Iman sudah main game cukup lama di laptop. Karena khawatir terjadi over heat atau terlalu panas aku suruh Iman untuk mematikan Laptop. Karena aku juga ingin memakai laptop. Maka kukatakan kepadanya: "Iman, ayo matikan dulu laptop, sudah terlalu panas".
Iman lalu maraba laptop untuk mengetahui apakah laptop benar-benar sudah panas atau tidak. Sepertinya dia tidak percaya dengan omonganku. Setelah dirabanya dan dirasakan memang sudah panas akhirnya dia mau mematikan laptop.
Tidak lama setelah laptop mati akupun diam-diam menghidupkan laptop. Sementara Iman asyik bermain HP karena di dalam HP juga tersimpan beberapa game.

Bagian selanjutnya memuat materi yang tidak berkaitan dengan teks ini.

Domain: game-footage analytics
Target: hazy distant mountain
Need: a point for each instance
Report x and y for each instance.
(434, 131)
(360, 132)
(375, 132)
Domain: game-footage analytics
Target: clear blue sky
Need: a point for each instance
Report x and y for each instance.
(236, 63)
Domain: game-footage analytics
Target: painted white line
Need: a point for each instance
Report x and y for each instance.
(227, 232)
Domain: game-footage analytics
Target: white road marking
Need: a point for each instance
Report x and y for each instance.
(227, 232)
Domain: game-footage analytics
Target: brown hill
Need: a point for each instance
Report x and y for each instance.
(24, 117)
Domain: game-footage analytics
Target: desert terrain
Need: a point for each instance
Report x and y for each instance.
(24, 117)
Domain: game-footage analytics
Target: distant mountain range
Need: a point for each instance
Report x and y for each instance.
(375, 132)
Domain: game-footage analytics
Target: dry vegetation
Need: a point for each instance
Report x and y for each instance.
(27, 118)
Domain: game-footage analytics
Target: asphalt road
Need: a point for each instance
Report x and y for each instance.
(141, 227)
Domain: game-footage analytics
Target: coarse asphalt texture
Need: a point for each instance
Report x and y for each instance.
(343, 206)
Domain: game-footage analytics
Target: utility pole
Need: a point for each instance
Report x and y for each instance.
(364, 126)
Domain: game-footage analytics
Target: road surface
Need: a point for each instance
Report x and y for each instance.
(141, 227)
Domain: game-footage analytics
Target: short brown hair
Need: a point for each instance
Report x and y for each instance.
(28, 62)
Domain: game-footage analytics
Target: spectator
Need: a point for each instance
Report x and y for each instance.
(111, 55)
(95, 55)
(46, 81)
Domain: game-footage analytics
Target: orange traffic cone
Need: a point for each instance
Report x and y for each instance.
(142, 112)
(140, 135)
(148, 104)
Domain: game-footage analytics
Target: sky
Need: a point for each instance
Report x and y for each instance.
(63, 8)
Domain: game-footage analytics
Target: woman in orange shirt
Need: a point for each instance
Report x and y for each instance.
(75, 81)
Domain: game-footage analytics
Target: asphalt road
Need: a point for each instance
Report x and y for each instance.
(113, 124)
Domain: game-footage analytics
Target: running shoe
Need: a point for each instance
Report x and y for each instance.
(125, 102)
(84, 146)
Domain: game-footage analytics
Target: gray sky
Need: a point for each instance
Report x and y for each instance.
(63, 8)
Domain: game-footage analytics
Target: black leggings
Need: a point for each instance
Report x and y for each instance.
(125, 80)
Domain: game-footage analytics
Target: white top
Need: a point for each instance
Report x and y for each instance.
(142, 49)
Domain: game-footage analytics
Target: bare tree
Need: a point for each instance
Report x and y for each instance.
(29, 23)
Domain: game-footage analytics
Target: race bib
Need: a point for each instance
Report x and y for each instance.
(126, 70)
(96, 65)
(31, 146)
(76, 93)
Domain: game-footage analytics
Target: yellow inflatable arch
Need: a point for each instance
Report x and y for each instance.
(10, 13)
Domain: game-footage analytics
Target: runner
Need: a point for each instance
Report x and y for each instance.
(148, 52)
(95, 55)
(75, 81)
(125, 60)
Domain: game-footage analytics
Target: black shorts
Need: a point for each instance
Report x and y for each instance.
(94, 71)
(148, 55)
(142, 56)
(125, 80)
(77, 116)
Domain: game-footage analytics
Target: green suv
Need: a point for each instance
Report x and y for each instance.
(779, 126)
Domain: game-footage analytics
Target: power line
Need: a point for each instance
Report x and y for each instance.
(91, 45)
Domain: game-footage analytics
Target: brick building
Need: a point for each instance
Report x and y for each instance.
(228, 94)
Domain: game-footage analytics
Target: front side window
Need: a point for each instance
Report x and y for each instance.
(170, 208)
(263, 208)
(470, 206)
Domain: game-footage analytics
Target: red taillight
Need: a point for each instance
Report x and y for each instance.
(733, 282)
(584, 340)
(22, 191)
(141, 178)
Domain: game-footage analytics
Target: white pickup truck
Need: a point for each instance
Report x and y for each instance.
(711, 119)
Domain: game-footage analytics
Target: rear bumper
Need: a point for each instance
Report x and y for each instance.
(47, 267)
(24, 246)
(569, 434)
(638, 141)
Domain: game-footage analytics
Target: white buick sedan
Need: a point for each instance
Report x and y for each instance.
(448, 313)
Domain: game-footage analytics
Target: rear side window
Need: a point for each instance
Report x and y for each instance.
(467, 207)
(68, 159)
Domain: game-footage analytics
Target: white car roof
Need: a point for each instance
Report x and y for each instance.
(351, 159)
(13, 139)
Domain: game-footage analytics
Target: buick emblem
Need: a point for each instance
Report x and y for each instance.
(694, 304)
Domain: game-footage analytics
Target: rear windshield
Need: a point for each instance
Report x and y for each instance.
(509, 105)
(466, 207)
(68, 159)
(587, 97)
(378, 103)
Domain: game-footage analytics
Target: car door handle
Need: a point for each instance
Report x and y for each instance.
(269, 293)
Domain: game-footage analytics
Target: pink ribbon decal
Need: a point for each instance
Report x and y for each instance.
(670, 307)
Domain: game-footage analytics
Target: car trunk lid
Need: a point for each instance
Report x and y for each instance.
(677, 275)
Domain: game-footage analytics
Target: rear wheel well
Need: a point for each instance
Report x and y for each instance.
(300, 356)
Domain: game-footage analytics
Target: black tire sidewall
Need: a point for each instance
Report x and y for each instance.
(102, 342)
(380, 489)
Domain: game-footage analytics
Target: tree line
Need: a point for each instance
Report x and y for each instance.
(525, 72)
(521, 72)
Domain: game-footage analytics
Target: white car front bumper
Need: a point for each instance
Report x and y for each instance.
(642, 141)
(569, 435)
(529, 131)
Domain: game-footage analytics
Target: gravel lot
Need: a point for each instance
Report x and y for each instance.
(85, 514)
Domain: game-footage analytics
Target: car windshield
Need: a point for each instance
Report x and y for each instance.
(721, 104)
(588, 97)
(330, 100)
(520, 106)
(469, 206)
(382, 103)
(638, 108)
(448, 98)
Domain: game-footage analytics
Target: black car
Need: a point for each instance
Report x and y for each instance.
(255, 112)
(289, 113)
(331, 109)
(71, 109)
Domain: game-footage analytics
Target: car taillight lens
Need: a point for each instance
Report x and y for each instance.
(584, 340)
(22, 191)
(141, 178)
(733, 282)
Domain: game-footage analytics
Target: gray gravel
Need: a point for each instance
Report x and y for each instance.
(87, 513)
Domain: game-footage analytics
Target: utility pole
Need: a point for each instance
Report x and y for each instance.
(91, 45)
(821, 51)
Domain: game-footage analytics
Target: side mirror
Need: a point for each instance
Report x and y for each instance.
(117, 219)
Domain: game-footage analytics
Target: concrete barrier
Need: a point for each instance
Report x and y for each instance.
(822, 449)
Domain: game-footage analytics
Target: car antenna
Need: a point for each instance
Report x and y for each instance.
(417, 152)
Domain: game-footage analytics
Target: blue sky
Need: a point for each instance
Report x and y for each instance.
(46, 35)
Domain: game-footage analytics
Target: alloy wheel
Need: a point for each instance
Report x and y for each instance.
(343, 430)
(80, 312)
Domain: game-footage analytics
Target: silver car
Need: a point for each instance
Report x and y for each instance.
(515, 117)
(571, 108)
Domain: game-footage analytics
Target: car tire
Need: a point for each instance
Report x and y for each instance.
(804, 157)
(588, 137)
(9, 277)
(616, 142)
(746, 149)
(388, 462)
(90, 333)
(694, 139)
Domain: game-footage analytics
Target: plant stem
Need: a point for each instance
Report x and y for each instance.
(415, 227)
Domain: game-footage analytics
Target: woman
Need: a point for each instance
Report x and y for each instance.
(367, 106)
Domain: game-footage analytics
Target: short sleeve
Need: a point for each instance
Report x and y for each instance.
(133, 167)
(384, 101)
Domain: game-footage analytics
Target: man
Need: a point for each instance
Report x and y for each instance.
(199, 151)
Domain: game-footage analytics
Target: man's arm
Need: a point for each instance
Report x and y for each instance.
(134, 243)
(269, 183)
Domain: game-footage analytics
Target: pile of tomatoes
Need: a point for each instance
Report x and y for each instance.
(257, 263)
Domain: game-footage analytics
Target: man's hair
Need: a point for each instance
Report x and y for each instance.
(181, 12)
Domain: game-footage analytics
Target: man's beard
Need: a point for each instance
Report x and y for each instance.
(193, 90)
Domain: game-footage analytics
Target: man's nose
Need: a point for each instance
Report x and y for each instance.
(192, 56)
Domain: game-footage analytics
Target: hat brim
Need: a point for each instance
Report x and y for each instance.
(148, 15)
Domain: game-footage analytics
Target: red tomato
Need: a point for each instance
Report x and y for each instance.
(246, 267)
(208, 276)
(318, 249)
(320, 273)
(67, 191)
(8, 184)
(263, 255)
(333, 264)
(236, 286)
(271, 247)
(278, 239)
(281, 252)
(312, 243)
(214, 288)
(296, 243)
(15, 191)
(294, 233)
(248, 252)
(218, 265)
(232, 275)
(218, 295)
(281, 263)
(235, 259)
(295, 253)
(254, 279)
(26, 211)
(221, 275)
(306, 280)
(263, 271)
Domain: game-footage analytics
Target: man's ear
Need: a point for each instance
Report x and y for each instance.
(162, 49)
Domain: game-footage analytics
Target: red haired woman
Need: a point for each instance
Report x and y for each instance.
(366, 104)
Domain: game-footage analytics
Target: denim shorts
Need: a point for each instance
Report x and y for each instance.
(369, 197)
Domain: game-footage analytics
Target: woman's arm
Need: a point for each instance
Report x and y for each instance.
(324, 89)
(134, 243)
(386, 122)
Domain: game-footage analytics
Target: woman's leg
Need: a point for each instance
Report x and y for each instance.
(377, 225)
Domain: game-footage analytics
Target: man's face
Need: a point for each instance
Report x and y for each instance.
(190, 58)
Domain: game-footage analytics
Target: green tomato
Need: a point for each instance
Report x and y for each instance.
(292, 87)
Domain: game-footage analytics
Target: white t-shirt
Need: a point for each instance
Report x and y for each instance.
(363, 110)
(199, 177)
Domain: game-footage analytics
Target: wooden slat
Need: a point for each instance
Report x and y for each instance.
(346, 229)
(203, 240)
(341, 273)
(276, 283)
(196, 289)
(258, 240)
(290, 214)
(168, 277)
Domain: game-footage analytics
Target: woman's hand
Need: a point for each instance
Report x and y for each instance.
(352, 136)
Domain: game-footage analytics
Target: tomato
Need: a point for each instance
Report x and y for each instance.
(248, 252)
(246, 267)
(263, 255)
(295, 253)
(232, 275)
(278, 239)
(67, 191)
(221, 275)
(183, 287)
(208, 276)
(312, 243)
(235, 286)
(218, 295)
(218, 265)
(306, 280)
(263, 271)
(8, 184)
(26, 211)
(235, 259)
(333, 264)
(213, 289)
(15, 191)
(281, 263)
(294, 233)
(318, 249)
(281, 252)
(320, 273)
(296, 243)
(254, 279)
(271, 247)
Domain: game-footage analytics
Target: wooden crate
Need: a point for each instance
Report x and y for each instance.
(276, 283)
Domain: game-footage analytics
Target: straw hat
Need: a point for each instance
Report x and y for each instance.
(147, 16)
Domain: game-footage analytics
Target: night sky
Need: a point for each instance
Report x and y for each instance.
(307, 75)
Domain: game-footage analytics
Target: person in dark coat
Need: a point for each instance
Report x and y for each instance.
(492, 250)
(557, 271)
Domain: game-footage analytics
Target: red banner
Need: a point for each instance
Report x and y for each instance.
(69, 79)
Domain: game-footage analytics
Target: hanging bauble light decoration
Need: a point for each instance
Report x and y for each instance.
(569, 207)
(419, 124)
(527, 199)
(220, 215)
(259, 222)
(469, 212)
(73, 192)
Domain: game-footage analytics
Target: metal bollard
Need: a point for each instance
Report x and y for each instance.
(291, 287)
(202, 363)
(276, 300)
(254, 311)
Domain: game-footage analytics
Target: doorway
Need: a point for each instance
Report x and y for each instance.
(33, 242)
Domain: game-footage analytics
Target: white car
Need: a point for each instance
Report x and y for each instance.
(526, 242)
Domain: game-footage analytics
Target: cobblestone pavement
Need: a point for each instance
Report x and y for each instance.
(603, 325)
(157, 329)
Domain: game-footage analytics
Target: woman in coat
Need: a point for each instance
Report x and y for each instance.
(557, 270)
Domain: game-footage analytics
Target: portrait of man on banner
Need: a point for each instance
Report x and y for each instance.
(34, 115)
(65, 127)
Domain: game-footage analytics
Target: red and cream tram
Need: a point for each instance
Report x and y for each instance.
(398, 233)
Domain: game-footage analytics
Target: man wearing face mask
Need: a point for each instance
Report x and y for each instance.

Ketika dilihatnya aku sudah mulai menghidupkan laptop, Iman langsung saja berkata: "Ayah, laptopnya masih panas. Jangan dipakai dulu.Akupun cari-cari alasan sambil berkata:"Nggak, ini sudah mulai dingin.
"Ayah, pinjam Laptopnya!, Iman berteriak.
"Jangan main laptop terus, nanti mata bisa rusak. Nggak bisa melihat".
"Itu ayah sering main laptop", katanya protes.
"Ya, ayah kan sudah dewasa, kataku. entah dia mengerti apa tidak sama sekali.
Aih, Ayah ini, katanya dengan nada protes.
Tapi akupun tidak lama memakai laptop karena Imanpun terus mrenerus mendesak ingin minjam laptop. Sekarang giliran Imaan yang mengambil alih laptop.